16th is good... anything over 6th level or so is fine if the story supports it... it might be a nice present at 20th level, which is going to be a long level, especially if the DM makes a rule about performing an epic deed to make epic levels.


----------



## KenM (Jul 22, 2004)

When the paladin backstabs another paladin and takes his holy avenger.


----------



## Nuclear Platypus (Jul 23, 2004)

I think the holy avenger should be created sort of like how the samurai's daisho gets spiffed up in OA as in it becomes more powerful with time. Sacrificing XP would be more appropriate than gold IMO as well.


----------



## DM_Matt (Jul 23, 2004)

Never.  I dont want to roll against weak SR for every darn spell cast and dispelling against every baddie buff every round.  It bogs down the game waaaay too much.


----------



## MCakaTLK (Jul 23, 2004)

Personally, I think the best use of a Holy Avenger is to give 2 paladins 1 of them.


----------



## Lord Pendragon (Jul 23, 2004)

DM_Matt said:
			
		

> Never.  I dont want to roll against weak SR for every darn spell cast and dispelling against every baddie buff every round.  It bogs down the game waaaay too much.



Are you speaking from experience?  Since the SR only applies to spells specifically targetting the paladin, I'd hardly think you'd have to roll for every spell cast.  And since using the _Greater Dispel Magic_ ability of the Holy Avenger requires a standard action, and thus the paladin cannot attack any round he uses it, my guess is that you'll hardly be rolling for _Area Dispels_ every round.

But I've never DMed one, so perhaps in practice it's different.


----------



## Inconsequenti-AL (Jul 23, 2004)

I'd go for as soon as they can gather the 120,630 GP and make it down to the friendly local Magic 'o Mart. Holy avengers are found between the Staffs of Power section and the Wishes aisle...


I'm quite a fan of unlockable weapons. I'd consider starting them with a Holy Sword at some reasonable level. Over time they can unlock the swords powers. And quite probably it's ego as well.

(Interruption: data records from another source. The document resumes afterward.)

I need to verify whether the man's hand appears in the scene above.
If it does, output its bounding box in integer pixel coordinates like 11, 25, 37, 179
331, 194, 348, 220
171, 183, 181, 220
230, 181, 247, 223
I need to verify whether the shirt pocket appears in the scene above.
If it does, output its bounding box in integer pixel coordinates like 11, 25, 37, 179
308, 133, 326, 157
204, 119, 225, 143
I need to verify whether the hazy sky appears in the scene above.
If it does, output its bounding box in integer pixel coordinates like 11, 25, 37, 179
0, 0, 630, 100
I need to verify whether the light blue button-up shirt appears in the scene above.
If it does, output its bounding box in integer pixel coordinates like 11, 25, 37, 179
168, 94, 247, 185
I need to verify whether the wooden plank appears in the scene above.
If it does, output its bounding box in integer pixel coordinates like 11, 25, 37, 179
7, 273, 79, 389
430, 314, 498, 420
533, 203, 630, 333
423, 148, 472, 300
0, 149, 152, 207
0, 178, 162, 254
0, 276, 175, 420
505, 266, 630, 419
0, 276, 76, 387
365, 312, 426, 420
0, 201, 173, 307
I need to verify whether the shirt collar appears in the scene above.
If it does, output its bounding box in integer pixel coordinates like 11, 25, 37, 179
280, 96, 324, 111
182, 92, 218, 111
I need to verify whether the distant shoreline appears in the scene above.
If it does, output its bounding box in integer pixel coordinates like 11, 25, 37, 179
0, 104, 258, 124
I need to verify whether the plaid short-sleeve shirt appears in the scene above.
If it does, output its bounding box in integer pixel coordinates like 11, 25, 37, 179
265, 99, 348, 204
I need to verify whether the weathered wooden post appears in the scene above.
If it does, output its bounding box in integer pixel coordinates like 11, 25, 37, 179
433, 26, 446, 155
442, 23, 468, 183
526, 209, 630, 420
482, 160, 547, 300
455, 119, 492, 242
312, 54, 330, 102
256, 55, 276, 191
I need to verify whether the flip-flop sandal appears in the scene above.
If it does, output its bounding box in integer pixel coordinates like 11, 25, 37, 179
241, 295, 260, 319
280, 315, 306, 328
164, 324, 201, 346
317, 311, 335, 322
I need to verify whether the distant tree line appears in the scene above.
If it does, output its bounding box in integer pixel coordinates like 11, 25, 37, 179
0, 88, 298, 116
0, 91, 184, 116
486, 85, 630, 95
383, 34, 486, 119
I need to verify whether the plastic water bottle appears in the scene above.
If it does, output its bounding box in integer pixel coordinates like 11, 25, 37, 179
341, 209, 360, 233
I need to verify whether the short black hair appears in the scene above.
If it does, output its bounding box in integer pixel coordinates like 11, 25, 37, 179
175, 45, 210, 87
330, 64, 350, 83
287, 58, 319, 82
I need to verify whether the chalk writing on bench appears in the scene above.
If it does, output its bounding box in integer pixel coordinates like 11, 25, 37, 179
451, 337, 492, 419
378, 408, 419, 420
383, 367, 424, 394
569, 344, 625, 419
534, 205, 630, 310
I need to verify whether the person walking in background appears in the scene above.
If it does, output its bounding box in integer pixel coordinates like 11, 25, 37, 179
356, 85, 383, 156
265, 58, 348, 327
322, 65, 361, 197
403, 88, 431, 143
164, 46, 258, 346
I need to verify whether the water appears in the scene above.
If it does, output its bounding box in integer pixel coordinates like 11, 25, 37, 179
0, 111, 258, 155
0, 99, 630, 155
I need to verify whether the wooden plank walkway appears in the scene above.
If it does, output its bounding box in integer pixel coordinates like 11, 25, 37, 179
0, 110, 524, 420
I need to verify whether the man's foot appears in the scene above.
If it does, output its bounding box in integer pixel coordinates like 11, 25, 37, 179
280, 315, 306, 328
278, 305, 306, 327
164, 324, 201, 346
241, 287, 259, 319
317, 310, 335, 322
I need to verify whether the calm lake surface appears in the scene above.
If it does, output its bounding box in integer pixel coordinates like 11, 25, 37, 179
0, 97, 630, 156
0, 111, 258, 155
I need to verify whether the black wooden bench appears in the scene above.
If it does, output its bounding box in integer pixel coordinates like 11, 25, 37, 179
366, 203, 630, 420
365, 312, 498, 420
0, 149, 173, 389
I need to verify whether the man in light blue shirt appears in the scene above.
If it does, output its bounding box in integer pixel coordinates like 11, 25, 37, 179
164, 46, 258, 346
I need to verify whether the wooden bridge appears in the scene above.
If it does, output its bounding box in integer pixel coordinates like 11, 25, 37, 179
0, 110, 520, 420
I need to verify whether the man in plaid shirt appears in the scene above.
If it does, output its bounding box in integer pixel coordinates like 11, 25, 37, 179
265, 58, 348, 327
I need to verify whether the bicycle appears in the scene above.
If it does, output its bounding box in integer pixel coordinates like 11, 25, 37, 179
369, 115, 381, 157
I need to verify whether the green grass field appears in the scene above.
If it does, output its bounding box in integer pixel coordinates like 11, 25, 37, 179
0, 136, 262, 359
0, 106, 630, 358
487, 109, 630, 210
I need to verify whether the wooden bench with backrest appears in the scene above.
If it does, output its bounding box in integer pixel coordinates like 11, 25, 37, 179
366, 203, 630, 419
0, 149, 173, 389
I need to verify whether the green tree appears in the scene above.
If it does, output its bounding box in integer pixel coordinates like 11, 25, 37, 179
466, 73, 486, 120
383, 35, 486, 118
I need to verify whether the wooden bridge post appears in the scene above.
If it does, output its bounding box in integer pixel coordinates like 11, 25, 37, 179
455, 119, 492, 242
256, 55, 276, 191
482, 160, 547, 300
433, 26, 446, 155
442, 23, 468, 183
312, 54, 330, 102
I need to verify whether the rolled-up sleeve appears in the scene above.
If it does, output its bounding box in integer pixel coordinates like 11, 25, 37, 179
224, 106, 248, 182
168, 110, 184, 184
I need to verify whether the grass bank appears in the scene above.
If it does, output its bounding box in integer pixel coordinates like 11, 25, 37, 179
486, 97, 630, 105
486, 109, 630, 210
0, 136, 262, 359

Full Holy avenger ~ 16th I reckon.


----------



## Plane Sailing (Jul 23, 2004)

The SR of the holy avenger is so weak it is hardly worth having.


----------



## jmucchiello (Jul 23, 2004)

Lord Pendragon said:
			
		

> And since using the _Greater Dispel Magic_ ability of the Holy Avenger requires a standard action, and thus the paladin cannot attack any round he uses it, my guess is that you'll hardly be rolling for _Area Dispels_ every round.



DM: The door is magically sealed.
PAL: I greater dispel around the door.
DM (die roll): The door is still sealed.
PAL: I greater dispel around the door again.

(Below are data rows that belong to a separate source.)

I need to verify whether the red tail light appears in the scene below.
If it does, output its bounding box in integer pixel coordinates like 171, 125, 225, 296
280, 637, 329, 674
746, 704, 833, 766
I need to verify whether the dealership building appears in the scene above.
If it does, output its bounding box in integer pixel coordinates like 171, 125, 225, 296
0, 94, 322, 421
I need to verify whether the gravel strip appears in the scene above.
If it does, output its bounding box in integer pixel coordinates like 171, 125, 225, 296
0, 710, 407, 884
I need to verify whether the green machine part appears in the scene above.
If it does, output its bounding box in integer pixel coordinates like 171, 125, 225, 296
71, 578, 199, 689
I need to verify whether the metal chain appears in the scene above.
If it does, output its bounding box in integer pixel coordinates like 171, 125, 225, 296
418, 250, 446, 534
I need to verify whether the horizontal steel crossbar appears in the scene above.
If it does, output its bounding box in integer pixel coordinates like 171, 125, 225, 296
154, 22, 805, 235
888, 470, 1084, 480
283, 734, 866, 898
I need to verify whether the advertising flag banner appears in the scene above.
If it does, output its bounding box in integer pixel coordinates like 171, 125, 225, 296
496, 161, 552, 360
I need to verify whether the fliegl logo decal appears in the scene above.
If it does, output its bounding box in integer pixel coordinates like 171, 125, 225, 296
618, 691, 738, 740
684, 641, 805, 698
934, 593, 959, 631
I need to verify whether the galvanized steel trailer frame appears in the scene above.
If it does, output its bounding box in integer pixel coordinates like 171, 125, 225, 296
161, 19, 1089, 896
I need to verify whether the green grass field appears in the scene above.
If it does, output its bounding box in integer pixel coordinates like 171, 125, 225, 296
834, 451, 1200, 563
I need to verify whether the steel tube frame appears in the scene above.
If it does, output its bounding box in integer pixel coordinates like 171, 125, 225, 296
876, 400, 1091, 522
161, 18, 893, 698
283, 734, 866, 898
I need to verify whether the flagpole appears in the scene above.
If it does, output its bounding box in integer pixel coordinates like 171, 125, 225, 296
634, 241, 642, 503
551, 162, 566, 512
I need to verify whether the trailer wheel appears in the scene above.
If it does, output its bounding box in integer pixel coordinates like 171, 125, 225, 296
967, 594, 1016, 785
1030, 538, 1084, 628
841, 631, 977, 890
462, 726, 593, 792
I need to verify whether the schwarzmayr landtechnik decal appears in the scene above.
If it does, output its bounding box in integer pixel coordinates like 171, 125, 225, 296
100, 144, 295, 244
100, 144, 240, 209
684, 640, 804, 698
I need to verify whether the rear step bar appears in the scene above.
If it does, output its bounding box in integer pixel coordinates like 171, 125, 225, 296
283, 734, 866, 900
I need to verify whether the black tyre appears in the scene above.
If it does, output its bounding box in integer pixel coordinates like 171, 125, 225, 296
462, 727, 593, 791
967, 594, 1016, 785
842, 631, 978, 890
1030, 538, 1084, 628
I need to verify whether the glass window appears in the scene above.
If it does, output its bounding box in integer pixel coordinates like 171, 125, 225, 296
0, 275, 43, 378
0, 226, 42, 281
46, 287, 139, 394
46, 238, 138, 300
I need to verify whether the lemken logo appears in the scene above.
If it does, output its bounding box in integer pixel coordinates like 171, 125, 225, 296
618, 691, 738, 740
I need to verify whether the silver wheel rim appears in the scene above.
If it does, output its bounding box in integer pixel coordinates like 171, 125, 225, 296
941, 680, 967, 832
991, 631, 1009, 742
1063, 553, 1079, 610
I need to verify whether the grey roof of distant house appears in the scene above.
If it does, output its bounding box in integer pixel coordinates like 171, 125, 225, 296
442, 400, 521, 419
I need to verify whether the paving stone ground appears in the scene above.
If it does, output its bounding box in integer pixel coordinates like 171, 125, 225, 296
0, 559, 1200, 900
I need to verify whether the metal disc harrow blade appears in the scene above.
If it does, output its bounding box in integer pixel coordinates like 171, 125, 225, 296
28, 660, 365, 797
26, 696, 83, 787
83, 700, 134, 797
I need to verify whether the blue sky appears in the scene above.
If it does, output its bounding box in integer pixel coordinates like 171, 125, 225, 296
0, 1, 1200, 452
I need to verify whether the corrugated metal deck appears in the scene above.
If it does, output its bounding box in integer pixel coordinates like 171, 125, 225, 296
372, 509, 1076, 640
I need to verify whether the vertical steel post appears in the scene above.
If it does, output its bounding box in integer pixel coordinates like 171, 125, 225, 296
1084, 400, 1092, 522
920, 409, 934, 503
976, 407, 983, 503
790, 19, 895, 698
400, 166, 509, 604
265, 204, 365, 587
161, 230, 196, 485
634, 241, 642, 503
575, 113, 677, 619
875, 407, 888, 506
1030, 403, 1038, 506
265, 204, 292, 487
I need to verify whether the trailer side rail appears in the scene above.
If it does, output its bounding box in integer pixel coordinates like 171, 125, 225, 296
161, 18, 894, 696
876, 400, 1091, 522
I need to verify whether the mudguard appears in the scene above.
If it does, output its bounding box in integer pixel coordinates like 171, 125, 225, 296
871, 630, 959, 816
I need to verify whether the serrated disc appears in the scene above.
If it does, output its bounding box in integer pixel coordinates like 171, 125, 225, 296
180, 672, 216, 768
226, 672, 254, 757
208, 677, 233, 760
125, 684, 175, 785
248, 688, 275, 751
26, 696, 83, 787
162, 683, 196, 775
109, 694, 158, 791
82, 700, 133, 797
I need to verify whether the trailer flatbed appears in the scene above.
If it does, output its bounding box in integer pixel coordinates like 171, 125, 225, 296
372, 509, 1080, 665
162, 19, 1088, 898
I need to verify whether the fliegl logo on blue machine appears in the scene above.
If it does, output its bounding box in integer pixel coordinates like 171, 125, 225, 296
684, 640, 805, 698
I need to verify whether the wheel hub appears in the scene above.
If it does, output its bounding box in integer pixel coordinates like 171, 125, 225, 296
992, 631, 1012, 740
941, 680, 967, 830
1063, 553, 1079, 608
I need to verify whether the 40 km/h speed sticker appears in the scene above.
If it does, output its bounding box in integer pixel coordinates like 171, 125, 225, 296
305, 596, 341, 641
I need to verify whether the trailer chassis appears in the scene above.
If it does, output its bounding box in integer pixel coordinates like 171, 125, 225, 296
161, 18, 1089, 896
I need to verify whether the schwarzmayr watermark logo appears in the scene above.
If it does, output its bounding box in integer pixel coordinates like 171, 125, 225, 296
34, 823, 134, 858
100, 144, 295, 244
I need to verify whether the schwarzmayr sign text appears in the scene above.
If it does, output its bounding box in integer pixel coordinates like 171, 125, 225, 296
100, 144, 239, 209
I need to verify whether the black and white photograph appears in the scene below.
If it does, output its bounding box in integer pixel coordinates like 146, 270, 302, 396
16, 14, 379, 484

Every magic trap, magic door, magic anything can be dispelled at will by the Paladin. Since there are no per day limits, there's no reason for him not to try. I've always hated the holy avenger.


----------



## Lord Pendragon (Jul 23, 2004)

jmucchiello said:
			
		

> DM: The door is magically sealed.
> PAL: I greater dispel around the door.
> DM (die roll): The door is still sealed.
> PAL: I greater dispel around the door again.
> ...



Cool.  I hadn't thought about that angle with the dispelling.  As a DM I'm not sure I'd hate it any more than the wizard's _Disintegrate_ or the rogue's +30 search check, but it's definitely changing my mind about the versatility of the Holy Avenger on the whole.  The out-of-combat uses of at-will _Greater Dispelling_ can't be ignored.


----------



## ecliptic (Jul 23, 2004)

I would limit the dispel and give it something else.

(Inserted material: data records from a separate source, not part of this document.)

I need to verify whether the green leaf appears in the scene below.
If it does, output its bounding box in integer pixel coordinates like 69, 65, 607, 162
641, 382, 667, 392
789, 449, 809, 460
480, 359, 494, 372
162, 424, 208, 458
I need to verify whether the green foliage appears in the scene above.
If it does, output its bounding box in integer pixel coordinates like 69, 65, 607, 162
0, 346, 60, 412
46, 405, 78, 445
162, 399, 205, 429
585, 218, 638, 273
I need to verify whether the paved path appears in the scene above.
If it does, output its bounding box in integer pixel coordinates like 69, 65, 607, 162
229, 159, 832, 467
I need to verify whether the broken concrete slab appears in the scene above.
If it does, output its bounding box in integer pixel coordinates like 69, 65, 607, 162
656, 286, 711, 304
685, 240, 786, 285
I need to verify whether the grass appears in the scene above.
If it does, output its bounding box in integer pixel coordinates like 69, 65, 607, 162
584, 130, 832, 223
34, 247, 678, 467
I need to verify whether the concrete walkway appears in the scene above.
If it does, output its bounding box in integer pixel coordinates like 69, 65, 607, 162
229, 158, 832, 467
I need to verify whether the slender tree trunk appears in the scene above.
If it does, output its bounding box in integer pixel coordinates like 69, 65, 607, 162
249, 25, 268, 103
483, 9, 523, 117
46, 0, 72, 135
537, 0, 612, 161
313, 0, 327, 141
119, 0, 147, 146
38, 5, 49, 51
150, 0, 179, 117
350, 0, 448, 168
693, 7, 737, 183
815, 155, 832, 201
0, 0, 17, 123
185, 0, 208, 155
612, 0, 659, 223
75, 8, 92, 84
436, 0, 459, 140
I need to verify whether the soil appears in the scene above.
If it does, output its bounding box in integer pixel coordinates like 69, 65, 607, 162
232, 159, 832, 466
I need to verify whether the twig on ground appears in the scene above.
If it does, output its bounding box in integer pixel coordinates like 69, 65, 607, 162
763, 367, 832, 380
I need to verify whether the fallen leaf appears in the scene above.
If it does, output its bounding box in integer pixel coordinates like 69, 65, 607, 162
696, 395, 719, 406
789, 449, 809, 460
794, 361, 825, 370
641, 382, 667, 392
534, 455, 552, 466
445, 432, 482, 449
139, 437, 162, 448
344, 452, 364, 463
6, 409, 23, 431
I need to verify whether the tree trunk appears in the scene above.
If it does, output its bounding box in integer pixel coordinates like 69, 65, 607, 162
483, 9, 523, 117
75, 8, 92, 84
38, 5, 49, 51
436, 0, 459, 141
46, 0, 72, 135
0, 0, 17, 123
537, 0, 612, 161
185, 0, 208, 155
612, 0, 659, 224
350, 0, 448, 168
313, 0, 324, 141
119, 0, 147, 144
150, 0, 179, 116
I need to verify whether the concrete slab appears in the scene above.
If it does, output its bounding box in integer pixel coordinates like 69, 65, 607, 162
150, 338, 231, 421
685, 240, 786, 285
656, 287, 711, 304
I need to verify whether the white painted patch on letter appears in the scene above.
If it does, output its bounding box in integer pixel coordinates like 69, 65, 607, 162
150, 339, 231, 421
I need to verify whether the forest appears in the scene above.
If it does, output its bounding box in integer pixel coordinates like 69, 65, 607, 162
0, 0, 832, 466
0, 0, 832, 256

Holy Avenger should have been a Relic.


----------



## Endur (Jul 23, 2004)

Somewhere between level 5 and level 20.  King Arthur got his when he pulled the sword out of the stone.  Aragorn received his from the Elves in Rivendell.

So, you want the sword to be a part of the story, so relatively early in your campaign.  You don't really want the sword to arrive right when the Paladin is settling down to raise children.


----------



## Taneel BrightBlade (Jul 24, 2004)

A side quest, may be like this: A balor killed the local hero a knight of Heironious while he was seaching for the lair of a dragon that had been attacking the small village near by.  the Pcs kill the dragon then during the celabation the Knights wive ask if the say her husband or if in the dragons hoard they hand fond his magic long sword (they didn't find it.  The knights wife says he's probebly just lost but if the had time to look it would be appecated.
If they look the find the balor and if they kill it the find the corpse and sword in a near cave along with a some scrolls of disintagate the balors been failing to destroy the sword with


----------